噪天(そうてん)は、どうなるのであろうな」
「知らぬ!」
 鸞は跳ねるように先を歩いていく。
 鳰の肉を込めた荷を背に括りつけている。

 屋代に戻った噪天は、人が変わったようにすっかりと大人しくなってしまっていた。

「元より、久生を飼いならそうなどということがオカシイ!」
「ん? 屋代は、その装置ということなのか?」
「箱入りの久生は御しやすいからな! 失敗はしても間違いは起こさぬ!」
「御しきれなくなったら?」
「天へお返しして、新入りを入れるであろうな!」
「返す? 野良になるのではないのか?」
 鸞は振り返ってニカッと笑った。
「ああいう手合いが野良になれるかよ!」
「え? じゃあ……鸞は?」
「吾は、屋代が出来る前から居る!」
「ええー……」
「そも! 久生が皆、謳いに繋がっているわけでは無い! 尸忌なぞ皆自由であろう!」  

 それは……そうか。

 ヒトに準備された据え膳で満足していた久生が、実は自分の意思で喰うことが出来ると知る。
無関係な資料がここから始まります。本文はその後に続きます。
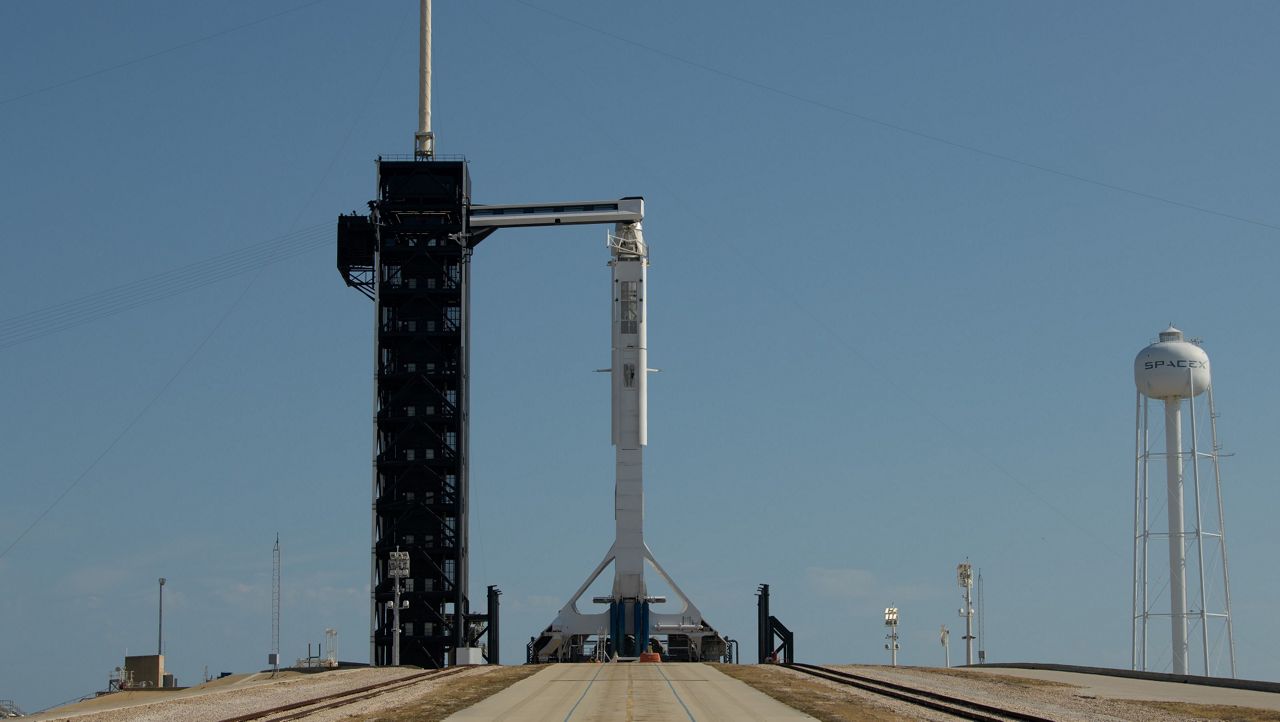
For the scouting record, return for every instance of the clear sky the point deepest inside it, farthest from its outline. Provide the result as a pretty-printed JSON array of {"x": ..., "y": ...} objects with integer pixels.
[{"x": 903, "y": 257}]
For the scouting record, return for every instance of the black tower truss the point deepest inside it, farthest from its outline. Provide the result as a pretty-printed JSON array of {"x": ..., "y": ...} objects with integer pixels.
[{"x": 411, "y": 255}]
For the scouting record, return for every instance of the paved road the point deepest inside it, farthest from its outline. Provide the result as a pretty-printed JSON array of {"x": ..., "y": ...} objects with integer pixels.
[
  {"x": 616, "y": 693},
  {"x": 1125, "y": 688}
]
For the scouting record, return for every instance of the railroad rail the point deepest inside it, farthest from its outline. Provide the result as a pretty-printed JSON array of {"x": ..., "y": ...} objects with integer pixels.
[
  {"x": 300, "y": 709},
  {"x": 949, "y": 704}
]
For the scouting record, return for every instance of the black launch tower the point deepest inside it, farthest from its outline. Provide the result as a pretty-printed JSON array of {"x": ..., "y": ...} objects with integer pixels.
[{"x": 411, "y": 256}]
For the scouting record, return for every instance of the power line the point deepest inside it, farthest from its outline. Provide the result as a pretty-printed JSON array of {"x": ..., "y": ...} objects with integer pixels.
[
  {"x": 156, "y": 54},
  {"x": 119, "y": 298},
  {"x": 899, "y": 128}
]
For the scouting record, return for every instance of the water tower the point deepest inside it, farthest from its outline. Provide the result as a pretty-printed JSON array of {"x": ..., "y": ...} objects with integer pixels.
[{"x": 1174, "y": 370}]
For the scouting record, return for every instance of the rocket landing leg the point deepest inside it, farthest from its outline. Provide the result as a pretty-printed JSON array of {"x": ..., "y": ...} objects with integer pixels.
[{"x": 627, "y": 627}]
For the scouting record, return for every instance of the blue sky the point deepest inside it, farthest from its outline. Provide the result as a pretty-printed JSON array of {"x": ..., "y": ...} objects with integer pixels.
[{"x": 903, "y": 257}]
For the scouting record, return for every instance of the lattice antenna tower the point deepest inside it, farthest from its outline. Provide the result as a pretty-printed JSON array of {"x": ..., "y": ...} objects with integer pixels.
[{"x": 275, "y": 601}]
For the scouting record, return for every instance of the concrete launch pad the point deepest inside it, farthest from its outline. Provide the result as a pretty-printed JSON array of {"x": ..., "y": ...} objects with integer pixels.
[{"x": 630, "y": 691}]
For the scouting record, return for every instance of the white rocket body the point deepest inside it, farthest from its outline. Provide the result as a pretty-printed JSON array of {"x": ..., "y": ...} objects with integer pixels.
[
  {"x": 629, "y": 374},
  {"x": 629, "y": 613}
]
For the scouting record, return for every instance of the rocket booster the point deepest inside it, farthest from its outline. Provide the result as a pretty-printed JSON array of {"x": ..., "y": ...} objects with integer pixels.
[{"x": 629, "y": 371}]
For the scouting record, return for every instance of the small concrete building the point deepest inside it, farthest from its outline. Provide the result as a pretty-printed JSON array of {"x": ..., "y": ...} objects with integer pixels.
[{"x": 145, "y": 671}]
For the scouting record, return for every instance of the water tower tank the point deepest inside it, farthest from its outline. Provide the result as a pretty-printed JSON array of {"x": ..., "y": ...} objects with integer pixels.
[{"x": 1171, "y": 368}]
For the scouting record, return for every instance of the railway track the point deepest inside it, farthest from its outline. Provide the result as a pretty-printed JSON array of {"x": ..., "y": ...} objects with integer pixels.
[
  {"x": 301, "y": 709},
  {"x": 954, "y": 705}
]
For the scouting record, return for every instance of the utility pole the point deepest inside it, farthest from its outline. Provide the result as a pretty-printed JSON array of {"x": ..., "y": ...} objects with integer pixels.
[
  {"x": 982, "y": 620},
  {"x": 160, "y": 634},
  {"x": 891, "y": 622},
  {"x": 964, "y": 575}
]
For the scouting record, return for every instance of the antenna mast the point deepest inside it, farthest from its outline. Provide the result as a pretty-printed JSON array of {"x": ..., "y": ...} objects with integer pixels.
[
  {"x": 424, "y": 141},
  {"x": 275, "y": 606}
]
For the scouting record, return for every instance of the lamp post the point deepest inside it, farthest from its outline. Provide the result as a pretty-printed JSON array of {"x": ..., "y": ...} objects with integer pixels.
[
  {"x": 160, "y": 634},
  {"x": 945, "y": 636},
  {"x": 891, "y": 622},
  {"x": 397, "y": 567}
]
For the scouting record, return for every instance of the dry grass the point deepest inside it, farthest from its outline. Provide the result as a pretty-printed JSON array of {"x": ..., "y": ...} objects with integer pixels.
[
  {"x": 997, "y": 679},
  {"x": 456, "y": 694},
  {"x": 1216, "y": 712},
  {"x": 808, "y": 695}
]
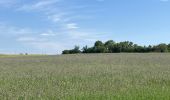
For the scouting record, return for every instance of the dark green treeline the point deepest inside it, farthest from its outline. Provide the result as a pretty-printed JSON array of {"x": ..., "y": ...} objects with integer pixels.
[{"x": 112, "y": 47}]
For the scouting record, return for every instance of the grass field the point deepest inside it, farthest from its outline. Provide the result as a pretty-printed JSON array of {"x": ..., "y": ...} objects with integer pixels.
[{"x": 85, "y": 77}]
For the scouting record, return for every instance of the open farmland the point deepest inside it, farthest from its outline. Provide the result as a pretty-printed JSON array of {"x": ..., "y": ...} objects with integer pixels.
[{"x": 86, "y": 77}]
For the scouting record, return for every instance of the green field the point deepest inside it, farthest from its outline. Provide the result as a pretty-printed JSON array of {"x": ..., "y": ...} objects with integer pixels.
[{"x": 86, "y": 77}]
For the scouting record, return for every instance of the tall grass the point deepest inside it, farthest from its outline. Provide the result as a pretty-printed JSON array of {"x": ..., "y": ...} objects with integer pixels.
[{"x": 86, "y": 77}]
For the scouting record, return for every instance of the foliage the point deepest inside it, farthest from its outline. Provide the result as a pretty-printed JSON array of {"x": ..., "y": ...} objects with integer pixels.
[{"x": 112, "y": 47}]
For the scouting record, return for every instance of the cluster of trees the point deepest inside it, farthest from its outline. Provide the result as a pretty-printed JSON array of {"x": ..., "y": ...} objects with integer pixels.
[{"x": 111, "y": 46}]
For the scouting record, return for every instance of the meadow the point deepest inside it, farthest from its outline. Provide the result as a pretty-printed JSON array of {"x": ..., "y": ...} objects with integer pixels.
[{"x": 121, "y": 76}]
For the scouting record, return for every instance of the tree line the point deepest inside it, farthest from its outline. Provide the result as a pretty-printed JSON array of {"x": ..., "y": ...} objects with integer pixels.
[{"x": 111, "y": 46}]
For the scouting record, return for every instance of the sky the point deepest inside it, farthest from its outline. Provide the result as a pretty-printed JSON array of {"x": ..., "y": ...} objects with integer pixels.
[{"x": 50, "y": 26}]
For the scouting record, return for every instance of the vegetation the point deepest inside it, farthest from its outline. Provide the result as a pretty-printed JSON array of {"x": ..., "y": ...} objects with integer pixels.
[
  {"x": 113, "y": 47},
  {"x": 86, "y": 77}
]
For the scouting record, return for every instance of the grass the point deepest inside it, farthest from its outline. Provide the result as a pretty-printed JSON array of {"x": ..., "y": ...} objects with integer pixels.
[{"x": 86, "y": 77}]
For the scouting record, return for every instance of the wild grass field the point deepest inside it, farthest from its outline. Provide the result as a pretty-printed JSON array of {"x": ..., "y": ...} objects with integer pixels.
[{"x": 86, "y": 77}]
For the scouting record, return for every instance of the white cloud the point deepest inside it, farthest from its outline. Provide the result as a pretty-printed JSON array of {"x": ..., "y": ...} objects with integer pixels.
[
  {"x": 41, "y": 5},
  {"x": 30, "y": 39},
  {"x": 48, "y": 33},
  {"x": 164, "y": 0},
  {"x": 71, "y": 26},
  {"x": 11, "y": 30}
]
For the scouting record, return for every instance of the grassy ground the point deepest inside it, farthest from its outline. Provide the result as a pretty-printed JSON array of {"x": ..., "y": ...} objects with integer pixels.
[{"x": 85, "y": 77}]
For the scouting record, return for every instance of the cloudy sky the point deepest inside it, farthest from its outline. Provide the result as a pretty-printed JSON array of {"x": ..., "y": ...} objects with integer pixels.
[{"x": 50, "y": 26}]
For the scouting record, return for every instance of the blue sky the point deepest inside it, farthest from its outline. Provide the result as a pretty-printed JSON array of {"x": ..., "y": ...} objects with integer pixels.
[{"x": 50, "y": 26}]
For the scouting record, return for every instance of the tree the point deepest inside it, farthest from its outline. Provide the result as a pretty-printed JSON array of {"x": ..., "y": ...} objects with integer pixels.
[
  {"x": 109, "y": 46},
  {"x": 75, "y": 50},
  {"x": 161, "y": 48},
  {"x": 98, "y": 43},
  {"x": 66, "y": 52}
]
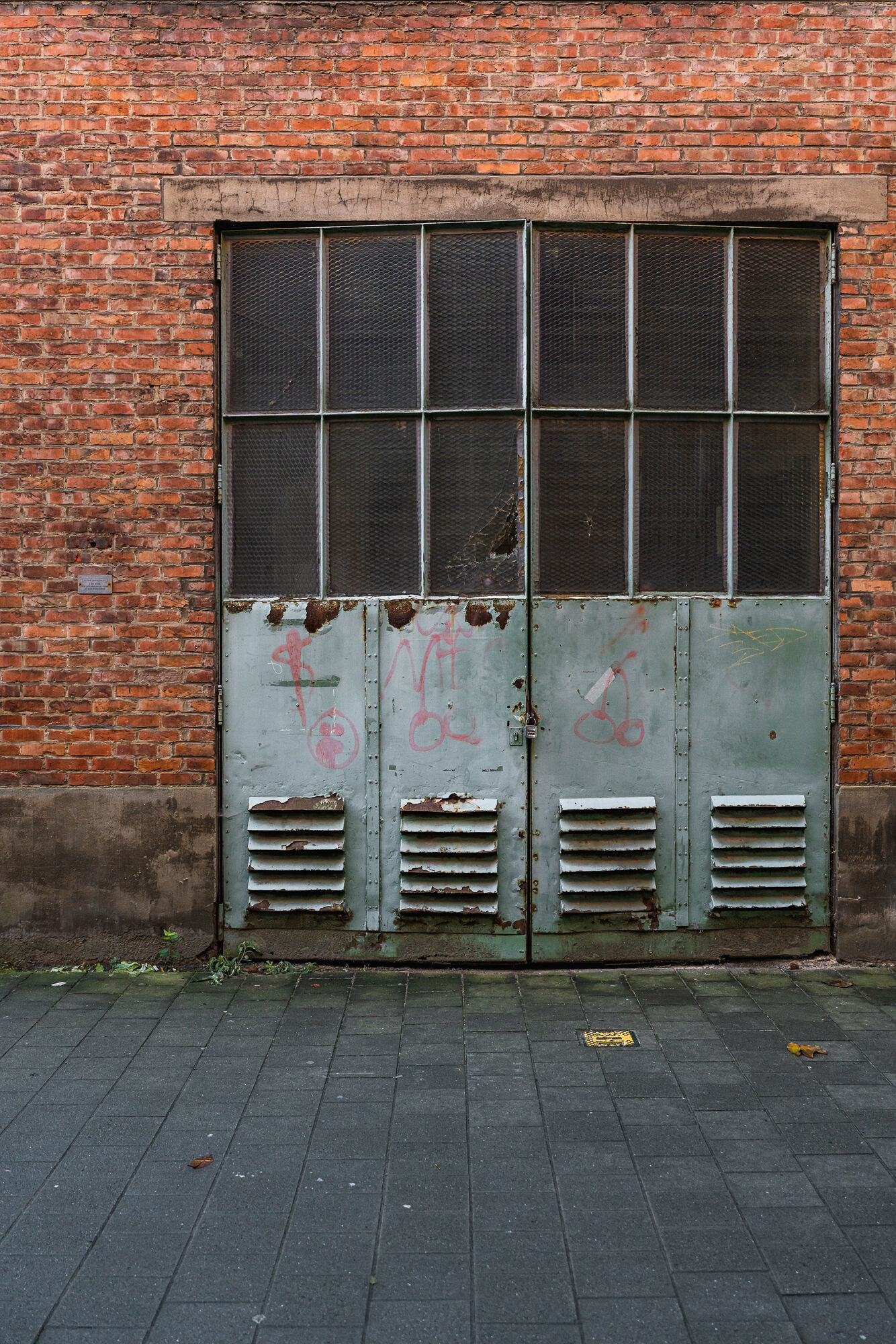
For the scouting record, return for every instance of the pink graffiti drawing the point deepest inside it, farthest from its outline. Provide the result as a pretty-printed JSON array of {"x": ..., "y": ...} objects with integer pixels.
[
  {"x": 291, "y": 655},
  {"x": 628, "y": 733},
  {"x": 444, "y": 644},
  {"x": 326, "y": 740}
]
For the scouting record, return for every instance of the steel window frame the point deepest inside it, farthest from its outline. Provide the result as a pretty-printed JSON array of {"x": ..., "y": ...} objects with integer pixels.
[{"x": 529, "y": 409}]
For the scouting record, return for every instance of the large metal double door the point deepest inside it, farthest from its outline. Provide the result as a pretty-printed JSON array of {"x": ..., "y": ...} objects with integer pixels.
[{"x": 531, "y": 659}]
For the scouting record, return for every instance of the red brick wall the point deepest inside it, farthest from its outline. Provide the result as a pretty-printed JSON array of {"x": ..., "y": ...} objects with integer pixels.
[{"x": 108, "y": 345}]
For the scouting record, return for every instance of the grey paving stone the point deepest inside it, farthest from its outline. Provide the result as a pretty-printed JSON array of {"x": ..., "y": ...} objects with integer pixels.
[
  {"x": 322, "y": 1300},
  {"x": 769, "y": 1190},
  {"x": 234, "y": 1276},
  {"x": 807, "y": 1252},
  {"x": 644, "y": 1320},
  {"x": 727, "y": 1248},
  {"x": 91, "y": 1335},
  {"x": 838, "y": 1318},
  {"x": 136, "y": 1255},
  {"x": 722, "y": 1298},
  {"x": 311, "y": 1335},
  {"x": 418, "y": 1323},
  {"x": 527, "y": 1335},
  {"x": 877, "y": 1245},
  {"x": 410, "y": 1276},
  {"x": 667, "y": 1140},
  {"x": 205, "y": 1323},
  {"x": 120, "y": 1302}
]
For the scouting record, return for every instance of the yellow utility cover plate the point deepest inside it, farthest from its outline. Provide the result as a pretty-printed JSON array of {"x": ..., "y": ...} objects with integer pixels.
[{"x": 608, "y": 1038}]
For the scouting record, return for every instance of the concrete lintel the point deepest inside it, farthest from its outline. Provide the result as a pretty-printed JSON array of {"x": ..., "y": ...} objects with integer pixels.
[{"x": 713, "y": 198}]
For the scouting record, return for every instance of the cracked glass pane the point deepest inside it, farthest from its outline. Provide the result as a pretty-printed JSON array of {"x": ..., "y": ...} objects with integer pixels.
[{"x": 476, "y": 505}]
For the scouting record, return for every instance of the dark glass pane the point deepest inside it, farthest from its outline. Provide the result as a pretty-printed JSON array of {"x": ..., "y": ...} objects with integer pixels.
[
  {"x": 475, "y": 319},
  {"x": 780, "y": 506},
  {"x": 680, "y": 507},
  {"x": 582, "y": 319},
  {"x": 682, "y": 319},
  {"x": 373, "y": 282},
  {"x": 272, "y": 354},
  {"x": 476, "y": 487},
  {"x": 582, "y": 506},
  {"x": 273, "y": 510},
  {"x": 373, "y": 507},
  {"x": 780, "y": 325}
]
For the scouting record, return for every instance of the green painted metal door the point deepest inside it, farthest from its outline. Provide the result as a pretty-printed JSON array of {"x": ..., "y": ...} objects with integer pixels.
[
  {"x": 526, "y": 615},
  {"x": 682, "y": 612}
]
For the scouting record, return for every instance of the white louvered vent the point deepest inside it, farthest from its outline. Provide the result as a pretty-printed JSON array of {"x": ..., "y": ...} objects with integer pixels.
[
  {"x": 758, "y": 853},
  {"x": 296, "y": 854},
  {"x": 608, "y": 855},
  {"x": 449, "y": 857}
]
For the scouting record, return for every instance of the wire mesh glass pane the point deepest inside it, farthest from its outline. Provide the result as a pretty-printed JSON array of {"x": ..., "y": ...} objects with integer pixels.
[
  {"x": 374, "y": 544},
  {"x": 680, "y": 506},
  {"x": 273, "y": 510},
  {"x": 682, "y": 319},
  {"x": 582, "y": 319},
  {"x": 476, "y": 493},
  {"x": 272, "y": 353},
  {"x": 374, "y": 338},
  {"x": 780, "y": 506},
  {"x": 780, "y": 325},
  {"x": 475, "y": 319},
  {"x": 582, "y": 506}
]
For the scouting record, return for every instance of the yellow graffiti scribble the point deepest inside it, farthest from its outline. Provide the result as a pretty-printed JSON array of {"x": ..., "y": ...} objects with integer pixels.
[{"x": 753, "y": 644}]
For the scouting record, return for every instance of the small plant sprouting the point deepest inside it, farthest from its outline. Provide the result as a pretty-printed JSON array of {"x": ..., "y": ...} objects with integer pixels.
[
  {"x": 224, "y": 967},
  {"x": 277, "y": 968},
  {"x": 170, "y": 950}
]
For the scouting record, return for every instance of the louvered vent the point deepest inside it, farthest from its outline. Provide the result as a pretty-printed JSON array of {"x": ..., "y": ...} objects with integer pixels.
[
  {"x": 758, "y": 853},
  {"x": 449, "y": 857},
  {"x": 608, "y": 855},
  {"x": 296, "y": 854}
]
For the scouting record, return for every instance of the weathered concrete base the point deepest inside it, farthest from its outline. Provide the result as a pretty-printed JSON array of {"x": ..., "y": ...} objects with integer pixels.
[
  {"x": 866, "y": 908},
  {"x": 89, "y": 874},
  {"x": 684, "y": 946}
]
多分、鸛鵲(かんじゃく)も、噪天の変化の理由を知っている。鸞に、ちょっかいを掛けたのは噪天自身だ。その縁がどんな因をもたらすのか、そこからどんな結が生まれるのか……。
 解らぬから面白いとも怖いとも言える。

「にしても、大回りしたとはいえ、ちとのんびりが過ぎたな」
「そうよ! 急がぬと年を越えてしまう! 年越しの祝い餅を年明けにモソモソ食うほど野暮なものは無いぞ!」
「わかったわかった。もう、何が居ても目を瞑る。年明けに回そう」
「早々急くことは無い!」
 と言いつつ、鸞はピョンピョンと先を行く。
「おい、待て。此処は登りであるよ」
「なんだ? 白雀。年寄臭い!」
「お主に年寄と言われては形無しだ……」
 俺は溜め息一つつくと、鸞の後に続いた。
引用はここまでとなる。